The Chinese government’s threat to the West is “more brazen” and impactful than it has ever been, FBI Director Christopher Wray warned on Monday.
During a speech at the Ronald Reagan Presidential Library, Wray slammed the Chinese government for stealing American ideas and innovation just days before the start of the Beijing Winter Olympics.
“When we tally up what we see in our investigations, over 2,000 of which are focused on the Chinese government trying to steal our information or technology, there’s just no country that presents a broader threat to our ideas, innovation, and economic security than China,” Wray said, according to a copy of the speech reviewed by The Associated Press.
Wray said new cases countering Chinese intelligence operations are opened by the FBI every 12 hours, as Chinese government hackers gather more personal and corporate data than every other country combined.
“The harm from the Chinese government’s economic espionage isn’t just that its companies pull ahead based on illegally gotten technology. While they pull ahead, they push our companies and workers behind,” Wray said. “That harm — company failures, job losses — has been building for a decade to the crush we feel today. It’s harm felt across the country, by workers in a whole range of industries.”
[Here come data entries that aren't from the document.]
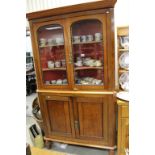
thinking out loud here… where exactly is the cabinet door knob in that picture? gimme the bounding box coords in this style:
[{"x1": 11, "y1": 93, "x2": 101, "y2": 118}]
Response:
[
  {"x1": 74, "y1": 120, "x2": 79, "y2": 130},
  {"x1": 73, "y1": 88, "x2": 78, "y2": 91}
]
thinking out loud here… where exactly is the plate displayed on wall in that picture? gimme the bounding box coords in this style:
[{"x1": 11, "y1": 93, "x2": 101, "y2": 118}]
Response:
[
  {"x1": 119, "y1": 51, "x2": 129, "y2": 69},
  {"x1": 119, "y1": 72, "x2": 129, "y2": 91}
]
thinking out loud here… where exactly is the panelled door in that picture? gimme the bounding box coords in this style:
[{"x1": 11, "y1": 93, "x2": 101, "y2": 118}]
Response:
[
  {"x1": 40, "y1": 95, "x2": 73, "y2": 138},
  {"x1": 67, "y1": 14, "x2": 108, "y2": 90},
  {"x1": 73, "y1": 96, "x2": 108, "y2": 143}
]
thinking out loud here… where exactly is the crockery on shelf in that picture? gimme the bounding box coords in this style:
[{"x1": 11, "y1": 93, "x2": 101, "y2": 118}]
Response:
[
  {"x1": 47, "y1": 61, "x2": 54, "y2": 69},
  {"x1": 73, "y1": 36, "x2": 80, "y2": 43},
  {"x1": 40, "y1": 38, "x2": 46, "y2": 46},
  {"x1": 45, "y1": 81, "x2": 50, "y2": 84},
  {"x1": 119, "y1": 51, "x2": 129, "y2": 69},
  {"x1": 56, "y1": 37, "x2": 64, "y2": 44},
  {"x1": 94, "y1": 60, "x2": 102, "y2": 67},
  {"x1": 55, "y1": 61, "x2": 61, "y2": 68},
  {"x1": 47, "y1": 38, "x2": 53, "y2": 45},
  {"x1": 120, "y1": 36, "x2": 129, "y2": 49},
  {"x1": 56, "y1": 79, "x2": 63, "y2": 84},
  {"x1": 119, "y1": 72, "x2": 129, "y2": 91},
  {"x1": 95, "y1": 33, "x2": 102, "y2": 41},
  {"x1": 62, "y1": 79, "x2": 67, "y2": 84},
  {"x1": 81, "y1": 35, "x2": 87, "y2": 42},
  {"x1": 75, "y1": 60, "x2": 83, "y2": 67},
  {"x1": 61, "y1": 59, "x2": 66, "y2": 67},
  {"x1": 87, "y1": 35, "x2": 93, "y2": 42},
  {"x1": 51, "y1": 80, "x2": 56, "y2": 84}
]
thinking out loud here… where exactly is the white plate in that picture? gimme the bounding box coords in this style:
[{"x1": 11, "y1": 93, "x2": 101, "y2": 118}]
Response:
[
  {"x1": 119, "y1": 72, "x2": 129, "y2": 91},
  {"x1": 119, "y1": 51, "x2": 129, "y2": 69},
  {"x1": 116, "y1": 92, "x2": 129, "y2": 101}
]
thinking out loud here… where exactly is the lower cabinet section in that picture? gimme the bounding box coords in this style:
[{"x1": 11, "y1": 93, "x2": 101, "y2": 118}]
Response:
[{"x1": 38, "y1": 93, "x2": 116, "y2": 148}]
While the Chinese Communist Party has repeatedly denied the U.S. government’s allegations, Wray said the threat has “reached a new level.”
“I’ve spoken a lot about this threat since I became director,” Wray said. “But I want to focus on it here tonight because it’s reached a new level — more brazen, more damaging, than ever before, and it’s vital — vital — that all of us focus on that threat together.”
Wray highlighted one recent case in which a spy working for the Chinese Ministry of State Security was convicted by a U.S. federal jury in November for “conspiring to and attempting to commit economic espionage and theft of trade secrets.”
Yanjun Xu, the first Chinese intelligence officer to be extradited to the United States to stand trial, is now facing up to 60 years in prison and fines totaling over $5 million. A federal district court judge will determine Xu’s sentence.
According to the DOJ, Xu had used multiple aliases since December 2013 to “target specific companies in the United States and abroad” to obtain information in the field of aviation.
Xu identified experts and attempted to “steal technology related to GE Aviation’s exclusive composite aircraft engine fan – which no other company in the world has been able to duplicate – to benefit the Chinese state.”